L’Empire Ottoman était multinational et multi-religieux.  Le régime était un Califat et l’Islam était religion officielle, mais les pratiquants d’autres religions s’étaient vus reconnaître en 1858 l’égalité des droits et des devoirs (dont celui, peu apprécié, du service militaire). La Turquie nouvelle deviendra, sous l’impulsion de Mustapha Kemal devenu dictateur, un état moderne, ethniquement homogène, mono-religieux mais laïc.

 Les oiseaux sans aile

 Les oiseaux sans aile sont les habitants d’Eskibahçe, un village au bord de la mer proche de Telmessos (aujourd’hui Fetiyhe), à quelques jours de marche de Smyrne (aujourd’hui Izmir). Deux communautés y vivent, les Turcs, qui se désignent eux-mêmes comme Ottomans, et les Grecs, qui en réalité ne parlent pas le Grec mais sont Orthodoxes. Ils sont organisés autour de l’Imam, un homme profondément religieux et tolérant, et du prêtre, porteur d’une vision plus étroite. Les épouses de l’Imam et du prêtre sont des amies intimes. Le village compte aussi une petite communauté arménienne. On s’en prend parfois à l’instituteur « grec » ou au pharmacien arménien, mais dans l’ensemble les groupes religieux coexistent pacifiquement. La grande histoire va déchirer le village : les hommes sont envoyés au front et y survivent des mois, dans des conditions d’une cruauté inimaginable, s’ils ne tombent pas sous les balles ennemies ou ne succombent pas aux attaques du typhus. La famine tenaille les femmes restées après le départ des hommes. Les Arméniens sont emmenés dans une marche de la mort, sous la garde de brutes qui les massacrent et pillent leurs possessions. Enfin, les chrétiens à leur tour ont quelques heures pour rassembler leurs affaires et se mettre en marche pour une tribulation dont le but final est une Grèce qu’ils ne connaissent pas et dont ils ne parlent pas la langue.
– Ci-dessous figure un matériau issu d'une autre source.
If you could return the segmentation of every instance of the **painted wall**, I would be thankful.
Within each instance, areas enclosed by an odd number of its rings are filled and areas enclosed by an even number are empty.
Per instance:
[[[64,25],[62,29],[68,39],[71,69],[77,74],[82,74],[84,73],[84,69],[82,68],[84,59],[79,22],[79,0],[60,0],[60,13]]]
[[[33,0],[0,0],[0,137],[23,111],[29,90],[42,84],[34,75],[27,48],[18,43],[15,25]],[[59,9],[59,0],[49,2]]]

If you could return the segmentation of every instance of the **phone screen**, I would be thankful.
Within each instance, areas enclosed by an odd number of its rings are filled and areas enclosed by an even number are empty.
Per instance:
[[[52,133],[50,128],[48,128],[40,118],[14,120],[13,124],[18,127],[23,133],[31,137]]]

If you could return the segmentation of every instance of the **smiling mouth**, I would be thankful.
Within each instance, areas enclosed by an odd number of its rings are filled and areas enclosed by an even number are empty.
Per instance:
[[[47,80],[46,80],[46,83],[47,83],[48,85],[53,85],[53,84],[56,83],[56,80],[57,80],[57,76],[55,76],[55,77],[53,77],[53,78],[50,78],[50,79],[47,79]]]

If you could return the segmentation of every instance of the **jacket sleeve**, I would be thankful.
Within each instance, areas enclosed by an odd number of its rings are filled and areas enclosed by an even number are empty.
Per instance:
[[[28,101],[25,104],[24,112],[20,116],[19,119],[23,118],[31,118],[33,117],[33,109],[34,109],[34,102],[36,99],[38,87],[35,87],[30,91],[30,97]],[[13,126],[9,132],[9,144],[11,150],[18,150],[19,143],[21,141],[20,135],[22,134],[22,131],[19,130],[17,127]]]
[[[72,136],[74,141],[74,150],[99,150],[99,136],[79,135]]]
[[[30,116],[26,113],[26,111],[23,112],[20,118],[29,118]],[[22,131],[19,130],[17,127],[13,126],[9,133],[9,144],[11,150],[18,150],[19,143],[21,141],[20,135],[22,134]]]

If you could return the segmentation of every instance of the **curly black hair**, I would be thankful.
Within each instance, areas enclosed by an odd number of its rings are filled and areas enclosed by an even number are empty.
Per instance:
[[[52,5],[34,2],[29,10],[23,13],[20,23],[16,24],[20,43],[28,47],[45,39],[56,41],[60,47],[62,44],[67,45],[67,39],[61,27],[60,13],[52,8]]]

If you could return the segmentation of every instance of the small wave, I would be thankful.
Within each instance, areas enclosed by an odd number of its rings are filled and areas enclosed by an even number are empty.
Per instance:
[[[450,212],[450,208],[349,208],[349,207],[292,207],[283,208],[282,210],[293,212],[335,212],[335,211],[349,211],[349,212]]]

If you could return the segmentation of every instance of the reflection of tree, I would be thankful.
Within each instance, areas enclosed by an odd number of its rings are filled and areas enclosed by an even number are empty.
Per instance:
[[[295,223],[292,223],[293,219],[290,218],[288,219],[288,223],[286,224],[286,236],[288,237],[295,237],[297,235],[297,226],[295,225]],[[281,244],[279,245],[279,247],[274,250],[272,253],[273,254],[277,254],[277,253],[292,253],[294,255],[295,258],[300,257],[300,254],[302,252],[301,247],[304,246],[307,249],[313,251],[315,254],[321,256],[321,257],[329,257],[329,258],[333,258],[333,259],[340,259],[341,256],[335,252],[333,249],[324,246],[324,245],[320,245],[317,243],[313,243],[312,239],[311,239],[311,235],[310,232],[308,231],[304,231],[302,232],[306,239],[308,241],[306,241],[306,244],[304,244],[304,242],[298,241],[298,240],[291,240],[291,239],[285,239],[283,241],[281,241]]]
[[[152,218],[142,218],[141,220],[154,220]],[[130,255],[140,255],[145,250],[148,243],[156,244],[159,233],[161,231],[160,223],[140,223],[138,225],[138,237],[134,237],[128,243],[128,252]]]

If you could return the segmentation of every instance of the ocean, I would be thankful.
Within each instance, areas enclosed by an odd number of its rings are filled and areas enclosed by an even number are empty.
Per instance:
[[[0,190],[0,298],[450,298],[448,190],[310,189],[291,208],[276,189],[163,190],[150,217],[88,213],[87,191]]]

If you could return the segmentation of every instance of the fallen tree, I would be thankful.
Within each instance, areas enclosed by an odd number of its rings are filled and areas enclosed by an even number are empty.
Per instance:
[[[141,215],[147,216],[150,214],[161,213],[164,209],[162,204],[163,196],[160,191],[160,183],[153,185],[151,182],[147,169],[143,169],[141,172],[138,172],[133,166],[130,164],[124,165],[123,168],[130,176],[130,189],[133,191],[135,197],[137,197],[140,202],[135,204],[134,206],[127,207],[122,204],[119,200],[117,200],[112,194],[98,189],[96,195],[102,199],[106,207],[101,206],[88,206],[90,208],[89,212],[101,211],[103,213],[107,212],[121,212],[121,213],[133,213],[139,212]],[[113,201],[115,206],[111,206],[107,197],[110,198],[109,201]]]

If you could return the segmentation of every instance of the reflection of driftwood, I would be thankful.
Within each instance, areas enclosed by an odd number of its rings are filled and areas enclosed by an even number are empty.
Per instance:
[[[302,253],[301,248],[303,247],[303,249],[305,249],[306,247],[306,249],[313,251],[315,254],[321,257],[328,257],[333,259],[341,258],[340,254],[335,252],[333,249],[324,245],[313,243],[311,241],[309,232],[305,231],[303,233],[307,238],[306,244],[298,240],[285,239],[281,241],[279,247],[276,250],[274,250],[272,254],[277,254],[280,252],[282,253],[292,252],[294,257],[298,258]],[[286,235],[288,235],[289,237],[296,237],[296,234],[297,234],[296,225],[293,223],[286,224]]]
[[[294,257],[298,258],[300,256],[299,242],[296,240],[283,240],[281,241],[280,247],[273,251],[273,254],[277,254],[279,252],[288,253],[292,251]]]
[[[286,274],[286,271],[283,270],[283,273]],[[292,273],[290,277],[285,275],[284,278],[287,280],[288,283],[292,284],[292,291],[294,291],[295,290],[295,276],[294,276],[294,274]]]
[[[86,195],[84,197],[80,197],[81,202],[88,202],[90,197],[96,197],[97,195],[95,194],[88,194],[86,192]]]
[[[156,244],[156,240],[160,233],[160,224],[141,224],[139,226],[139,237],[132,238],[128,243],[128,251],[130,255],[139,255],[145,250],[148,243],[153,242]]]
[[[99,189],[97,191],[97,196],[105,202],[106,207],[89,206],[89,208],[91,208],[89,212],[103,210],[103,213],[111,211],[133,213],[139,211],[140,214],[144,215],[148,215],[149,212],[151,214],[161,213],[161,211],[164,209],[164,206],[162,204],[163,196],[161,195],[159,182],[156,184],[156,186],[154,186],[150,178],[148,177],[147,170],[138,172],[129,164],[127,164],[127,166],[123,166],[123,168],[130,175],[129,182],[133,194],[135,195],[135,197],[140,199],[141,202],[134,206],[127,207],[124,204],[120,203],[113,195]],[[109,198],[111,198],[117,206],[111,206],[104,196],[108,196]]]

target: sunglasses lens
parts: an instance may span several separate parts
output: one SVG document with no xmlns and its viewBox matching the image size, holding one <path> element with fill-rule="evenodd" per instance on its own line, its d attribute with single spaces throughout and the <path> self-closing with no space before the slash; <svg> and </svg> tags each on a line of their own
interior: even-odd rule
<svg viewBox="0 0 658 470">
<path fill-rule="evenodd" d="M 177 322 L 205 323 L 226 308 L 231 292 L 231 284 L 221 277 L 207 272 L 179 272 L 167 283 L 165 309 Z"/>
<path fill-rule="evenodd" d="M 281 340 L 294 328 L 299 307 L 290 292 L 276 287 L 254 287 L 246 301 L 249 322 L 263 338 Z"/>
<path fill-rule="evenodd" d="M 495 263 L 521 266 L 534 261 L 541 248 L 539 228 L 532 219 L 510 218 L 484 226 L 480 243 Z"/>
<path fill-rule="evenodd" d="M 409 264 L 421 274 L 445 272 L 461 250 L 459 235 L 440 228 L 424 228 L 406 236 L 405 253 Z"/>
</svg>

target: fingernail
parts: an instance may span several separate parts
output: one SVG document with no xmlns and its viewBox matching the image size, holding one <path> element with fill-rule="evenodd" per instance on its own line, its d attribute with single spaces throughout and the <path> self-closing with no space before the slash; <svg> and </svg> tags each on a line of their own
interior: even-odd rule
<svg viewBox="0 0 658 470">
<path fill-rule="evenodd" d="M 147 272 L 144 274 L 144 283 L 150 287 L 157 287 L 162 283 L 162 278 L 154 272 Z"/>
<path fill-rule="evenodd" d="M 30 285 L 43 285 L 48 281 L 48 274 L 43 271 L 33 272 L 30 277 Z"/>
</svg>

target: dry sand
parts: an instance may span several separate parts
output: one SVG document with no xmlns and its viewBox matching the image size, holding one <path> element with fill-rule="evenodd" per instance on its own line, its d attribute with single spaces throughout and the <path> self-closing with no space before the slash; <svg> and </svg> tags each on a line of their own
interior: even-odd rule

 Parmi ces « oiseaux sans ailes », des personnages se détachent. Ibrahim, le pasteur de chèvres, est un facétieux qui se plait à imiter les bêlements des chèvres, le bêlement de la chèvre qui pense à devenir chrétienne, le bêlement de la chèvre qui est trop stupide pour savoir combien elle est stupide, le bêlement de la chèvre qui n’a rien à dire… Ibrahim, musulman, est entiché depuis la tendre enfance de Philothei, une chrétienne dont la beauté fait tourner les têtes. Rustem Bey, le propriétaire terrien, tient à se vêtir à l’occidentale et est fier de parler français au lieutenant italien dont le peloton occupe le village. Il est aussi traditionnel, n’hésitant pas à tuer l’amant de sa femme et de livrer celle-ci à la foule qui va la lapider. Et c’est un homme de cœur qui exonère une femme chrétienne de la rumeur qui l’accuse d’avoir empoisonné sa famille et qui, lorsque sa femme sauvée de la lapidation par l’Imam, aura trouvé refuge dans le bordel du village, ira lui proposer de reprendre la vie commune. Leyla, l’amante de Rustem Bey, pousse à la perfection l’art de la séduction et travaille inlassablement à se rendre irrésistiblement belle.

  Nettoyage ethnique

 L’histoire d’Eskibahçe est celle d’un nettoyage ethnique planifié d’en haut au prix de souffrances insoutenables pour les populations. Il a probablement inspiré les desseins criminels de Milosevic, Karadzic et Mladic dans une Yougoslavie en proie, comme l’Empire Ottoman soixante dix ans auparavant, aux forces centrifuges. Mais le monde avait changé : Srebrenica est désormais passible de la Cour de Justice Internationale.

 Il y aurait, dans le roman de Louis de Bernières, de quoi alimenter des dizaines de films et de pièces de théâtre. C’est l’un des meilleurs livres que j’ai eu l’occasion de lire ces dernières années.